Recensione – Km 123

Copertina Km 123
Km 123 di Andrea Camilleri

Recensione

L’imprenditore edile Giulio Davoli viene speronato sulla Via Aurelia mentre torna da Grosseto a Roma e finisce fuori strada al Km 123. Resterà molto tempo in ospedale con una frattura che gli impedisce di parlare, accudito da sua moglie Giuditta e cercato dall’amante Ester che gli invia messaggi sul cellulare prima e lettere tramite un infermiere dopo.
Ester si strugge d’amore per Giulio e deve essere prudente, suo marito potrebbe aver scoperto la tresca. La donna si conforta con un’amica di Milano finché Giulio si ristabilisce, ma allora Giuditta denunzia suo marito per irregolarità nei suoi cantieri, fra cui quello al Km 125 di Via Aurelia, ed Ester scopre che Giulio aveva un’altra amante a Grosseto.
Le vicende personali si intrecciano alle indagini dell’Ispettore capo Bongioanni che però deve subire le pressioni del suo superiore.
I sospetti intorno all’incidente di Giulio ricadono su Giuditta, che sapeva del tradimento del marito per aver assoldato un investigatore privato, per poi spostarsi su Ester che trova la morte al Km 123, forse per rimorsi.
Il caso sarà chiuso dal superiore di Bongioanni, ma i veri colpevoli sfuggiranno alla giustizia nel colpo di scena finale.

Questo romanzo può sembrare all’apparenza semplice.
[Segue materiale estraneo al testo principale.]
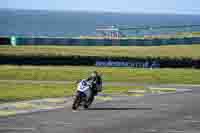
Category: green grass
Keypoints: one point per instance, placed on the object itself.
(190, 51)
(27, 91)
(73, 73)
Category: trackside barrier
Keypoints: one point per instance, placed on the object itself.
(100, 42)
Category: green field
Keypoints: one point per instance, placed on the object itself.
(22, 91)
(73, 73)
(13, 91)
(27, 91)
(190, 51)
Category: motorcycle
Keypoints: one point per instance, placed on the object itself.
(83, 96)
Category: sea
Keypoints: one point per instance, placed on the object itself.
(83, 23)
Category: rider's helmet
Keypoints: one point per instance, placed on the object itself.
(84, 83)
(94, 74)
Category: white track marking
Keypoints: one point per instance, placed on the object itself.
(17, 129)
(56, 123)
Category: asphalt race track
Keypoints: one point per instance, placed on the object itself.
(167, 113)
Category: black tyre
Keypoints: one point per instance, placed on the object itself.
(87, 105)
(76, 102)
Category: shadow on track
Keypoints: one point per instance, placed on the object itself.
(119, 109)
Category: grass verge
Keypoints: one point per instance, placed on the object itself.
(175, 51)
(73, 73)
(26, 91)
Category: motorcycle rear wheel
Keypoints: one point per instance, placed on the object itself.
(76, 102)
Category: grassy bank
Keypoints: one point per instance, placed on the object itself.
(178, 51)
(27, 91)
(72, 73)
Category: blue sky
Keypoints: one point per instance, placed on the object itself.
(133, 6)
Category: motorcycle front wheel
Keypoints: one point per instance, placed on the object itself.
(76, 102)
(89, 102)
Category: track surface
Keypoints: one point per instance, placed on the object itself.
(168, 113)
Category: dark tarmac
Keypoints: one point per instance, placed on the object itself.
(167, 113)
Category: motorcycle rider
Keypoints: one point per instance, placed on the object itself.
(96, 80)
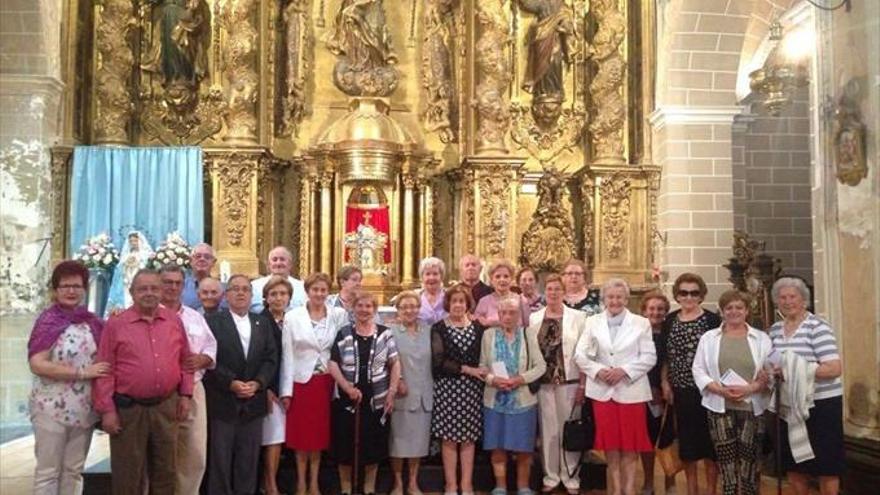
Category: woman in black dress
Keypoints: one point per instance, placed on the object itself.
(365, 365)
(458, 388)
(681, 334)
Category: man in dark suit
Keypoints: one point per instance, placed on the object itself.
(247, 361)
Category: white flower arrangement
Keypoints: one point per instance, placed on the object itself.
(174, 250)
(98, 252)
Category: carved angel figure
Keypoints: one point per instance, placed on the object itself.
(179, 50)
(551, 46)
(361, 35)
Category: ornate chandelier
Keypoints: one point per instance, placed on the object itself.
(781, 75)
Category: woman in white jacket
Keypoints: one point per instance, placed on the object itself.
(305, 385)
(615, 351)
(727, 370)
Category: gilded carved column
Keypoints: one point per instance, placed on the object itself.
(493, 76)
(324, 181)
(235, 178)
(487, 196)
(608, 86)
(113, 71)
(240, 70)
(410, 243)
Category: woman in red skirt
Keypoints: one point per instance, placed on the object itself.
(304, 383)
(616, 351)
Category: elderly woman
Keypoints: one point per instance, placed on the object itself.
(411, 419)
(431, 272)
(305, 384)
(349, 279)
(458, 388)
(61, 353)
(726, 369)
(276, 296)
(501, 276)
(681, 334)
(365, 364)
(578, 294)
(655, 307)
(527, 283)
(804, 334)
(616, 351)
(558, 328)
(510, 410)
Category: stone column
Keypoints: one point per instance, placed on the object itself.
(695, 203)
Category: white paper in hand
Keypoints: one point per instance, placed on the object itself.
(732, 378)
(499, 369)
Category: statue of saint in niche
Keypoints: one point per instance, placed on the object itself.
(179, 49)
(362, 42)
(361, 35)
(551, 45)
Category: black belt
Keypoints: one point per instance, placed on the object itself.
(124, 401)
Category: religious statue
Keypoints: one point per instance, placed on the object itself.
(849, 137)
(551, 42)
(362, 42)
(136, 251)
(366, 246)
(179, 49)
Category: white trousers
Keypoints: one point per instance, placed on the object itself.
(192, 444)
(61, 454)
(554, 407)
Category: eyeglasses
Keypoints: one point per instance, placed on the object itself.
(692, 293)
(70, 287)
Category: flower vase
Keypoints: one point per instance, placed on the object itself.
(99, 289)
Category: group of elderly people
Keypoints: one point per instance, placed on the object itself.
(498, 366)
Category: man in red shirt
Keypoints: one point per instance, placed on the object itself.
(148, 391)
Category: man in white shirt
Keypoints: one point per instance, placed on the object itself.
(247, 362)
(192, 436)
(279, 262)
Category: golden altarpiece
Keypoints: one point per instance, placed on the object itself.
(379, 132)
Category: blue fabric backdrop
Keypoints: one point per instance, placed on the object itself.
(153, 190)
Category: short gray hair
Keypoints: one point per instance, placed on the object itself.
(432, 262)
(510, 301)
(614, 283)
(792, 282)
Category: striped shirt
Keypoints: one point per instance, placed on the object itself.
(814, 341)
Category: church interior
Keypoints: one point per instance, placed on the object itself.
(735, 139)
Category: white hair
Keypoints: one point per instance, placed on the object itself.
(615, 283)
(792, 282)
(432, 262)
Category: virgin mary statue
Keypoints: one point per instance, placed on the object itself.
(136, 251)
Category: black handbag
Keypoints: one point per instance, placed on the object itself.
(578, 433)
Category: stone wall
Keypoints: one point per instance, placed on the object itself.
(30, 96)
(772, 162)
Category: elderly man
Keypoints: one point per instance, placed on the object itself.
(148, 391)
(469, 267)
(192, 438)
(247, 362)
(202, 261)
(280, 262)
(210, 295)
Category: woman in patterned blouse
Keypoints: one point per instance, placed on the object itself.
(681, 335)
(61, 353)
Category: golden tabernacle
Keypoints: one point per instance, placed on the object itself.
(377, 133)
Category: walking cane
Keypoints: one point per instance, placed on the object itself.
(778, 450)
(357, 448)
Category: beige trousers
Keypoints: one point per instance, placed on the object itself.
(192, 445)
(61, 453)
(554, 407)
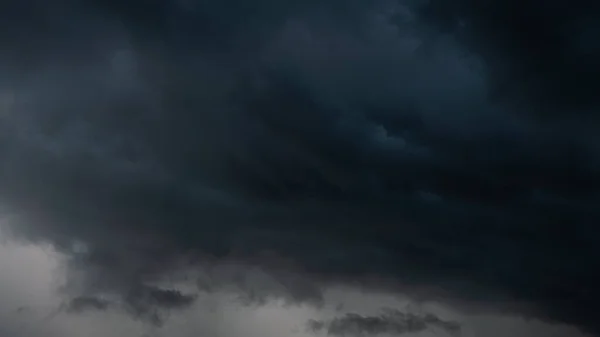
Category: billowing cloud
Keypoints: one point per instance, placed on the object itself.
(390, 322)
(278, 149)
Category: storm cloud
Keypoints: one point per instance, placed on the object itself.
(282, 148)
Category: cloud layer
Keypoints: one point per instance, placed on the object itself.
(430, 144)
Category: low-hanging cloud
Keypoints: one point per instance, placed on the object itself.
(430, 144)
(389, 322)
Camilleri scompare dietro le parole dei suoi personaggi, infatti l’autore riporta messaggi, telefonate, dialoghi e lettere che raccontano la storia al posto suo. Unico modo di raccontare avvenimenti da un punto di vista esterno è quello del giornalista, quindi riporta alcuni articoli dei quotidiani che seguono la vicenda di Giulio Davoli e degli altri personaggi.
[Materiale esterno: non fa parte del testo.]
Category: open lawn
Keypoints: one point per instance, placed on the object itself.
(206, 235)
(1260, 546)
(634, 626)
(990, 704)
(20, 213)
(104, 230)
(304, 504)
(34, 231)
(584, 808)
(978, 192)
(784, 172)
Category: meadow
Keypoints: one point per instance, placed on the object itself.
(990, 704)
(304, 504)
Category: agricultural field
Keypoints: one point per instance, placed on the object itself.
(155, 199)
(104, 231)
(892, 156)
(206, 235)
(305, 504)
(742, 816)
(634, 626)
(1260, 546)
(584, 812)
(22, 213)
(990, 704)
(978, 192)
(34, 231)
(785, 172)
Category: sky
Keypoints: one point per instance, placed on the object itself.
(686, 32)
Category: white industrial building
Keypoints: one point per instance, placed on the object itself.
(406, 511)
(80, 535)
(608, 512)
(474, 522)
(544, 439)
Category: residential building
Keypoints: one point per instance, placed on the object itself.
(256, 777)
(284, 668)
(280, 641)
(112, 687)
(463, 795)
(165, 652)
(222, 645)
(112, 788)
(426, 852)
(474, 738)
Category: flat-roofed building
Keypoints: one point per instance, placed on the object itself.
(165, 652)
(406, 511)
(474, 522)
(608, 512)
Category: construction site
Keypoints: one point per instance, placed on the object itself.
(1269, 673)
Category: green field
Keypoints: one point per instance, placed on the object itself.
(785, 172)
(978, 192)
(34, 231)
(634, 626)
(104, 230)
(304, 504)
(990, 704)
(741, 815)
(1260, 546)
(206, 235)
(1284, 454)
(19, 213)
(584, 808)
L’autore sembra assente e la storia appare un resoconto epistolare della vicenda, il che le conferisce una veridicità documentale. In realtà, Camilleri si nasconde fra le righe con il suo tratto essenziale e la sua ironia, ma soprattutto con la maestria del drammaturgo che rivela attraverso le frasi dei protagonisti chi sono, dove sono o cosa stanno facendo così che il lettore possa averli bene in vista come fossero su un palcoscenico.
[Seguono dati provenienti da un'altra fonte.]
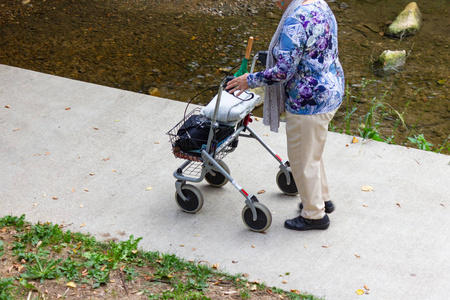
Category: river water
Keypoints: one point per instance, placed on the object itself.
(185, 47)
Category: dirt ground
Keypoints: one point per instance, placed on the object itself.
(181, 48)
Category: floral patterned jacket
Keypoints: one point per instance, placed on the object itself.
(307, 62)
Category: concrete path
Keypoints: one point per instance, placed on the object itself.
(98, 160)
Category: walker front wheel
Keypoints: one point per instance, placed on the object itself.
(263, 220)
(217, 179)
(194, 199)
(288, 189)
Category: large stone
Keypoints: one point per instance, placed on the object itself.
(390, 62)
(408, 22)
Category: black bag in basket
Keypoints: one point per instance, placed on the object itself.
(193, 134)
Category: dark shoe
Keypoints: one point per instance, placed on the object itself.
(329, 207)
(302, 224)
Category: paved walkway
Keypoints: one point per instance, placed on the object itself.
(97, 159)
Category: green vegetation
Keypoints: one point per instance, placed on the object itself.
(383, 123)
(44, 262)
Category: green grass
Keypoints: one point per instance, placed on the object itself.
(379, 114)
(42, 260)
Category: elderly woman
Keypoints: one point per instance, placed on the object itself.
(304, 78)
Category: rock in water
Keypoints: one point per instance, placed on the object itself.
(153, 91)
(390, 62)
(408, 22)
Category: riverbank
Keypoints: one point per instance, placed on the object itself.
(186, 48)
(97, 160)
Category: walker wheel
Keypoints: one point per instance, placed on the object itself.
(218, 179)
(264, 217)
(290, 189)
(194, 199)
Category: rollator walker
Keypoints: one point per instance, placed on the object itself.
(208, 163)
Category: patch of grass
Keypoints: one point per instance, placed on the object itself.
(42, 261)
(380, 115)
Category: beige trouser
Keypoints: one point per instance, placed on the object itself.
(306, 136)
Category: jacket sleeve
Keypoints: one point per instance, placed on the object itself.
(288, 53)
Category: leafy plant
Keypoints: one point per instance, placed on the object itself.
(420, 142)
(42, 269)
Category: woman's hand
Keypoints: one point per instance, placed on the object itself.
(238, 84)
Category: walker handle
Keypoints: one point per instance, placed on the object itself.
(249, 48)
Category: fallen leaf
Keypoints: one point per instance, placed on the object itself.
(367, 188)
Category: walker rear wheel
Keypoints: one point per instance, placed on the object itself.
(288, 189)
(194, 199)
(218, 179)
(263, 220)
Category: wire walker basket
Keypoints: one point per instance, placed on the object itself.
(219, 149)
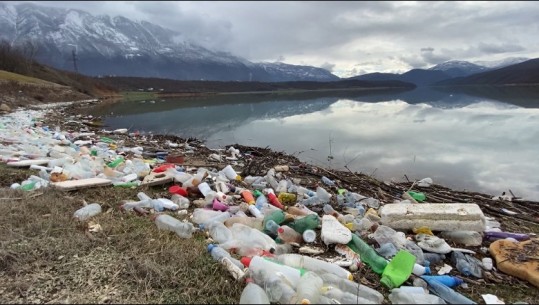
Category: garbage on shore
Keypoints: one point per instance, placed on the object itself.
(293, 232)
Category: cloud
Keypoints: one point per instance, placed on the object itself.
(414, 34)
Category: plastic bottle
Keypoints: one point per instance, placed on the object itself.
(312, 264)
(311, 221)
(309, 288)
(352, 287)
(459, 260)
(402, 296)
(253, 294)
(289, 235)
(420, 270)
(447, 294)
(328, 181)
(466, 238)
(217, 253)
(368, 254)
(322, 194)
(491, 236)
(398, 270)
(449, 281)
(87, 212)
(309, 236)
(169, 223)
(219, 232)
(271, 227)
(256, 264)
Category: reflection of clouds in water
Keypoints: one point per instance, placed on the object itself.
(487, 147)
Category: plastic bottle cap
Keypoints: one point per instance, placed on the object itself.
(246, 261)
Manca di fare ciò solo in un dialogo al centro del libro e lì per lì pensi “qui non ci è riuscito, non si capisce chi parla”, poi suona il campanello della deformazione professionale e come scrittore ho capito che in quel dialogo c’era la chiave di volta del caso. Ho avuto conferma nel piacevole colpo di scena finale che mette nella giusta luce tutti gli indizi sparsi fra le pagine. Come un certo articolo di giornale, ma non svelo oltre.
Concludo con un plauso al maestro Camilleri e con il consiglio di leggere questo libro breve ma intenso, ricco di sfaccettature umane, magari in un periodo in cui si riesce a leggerlo tutto d’un fiato. La storia incanta e ti lascia meravigliato.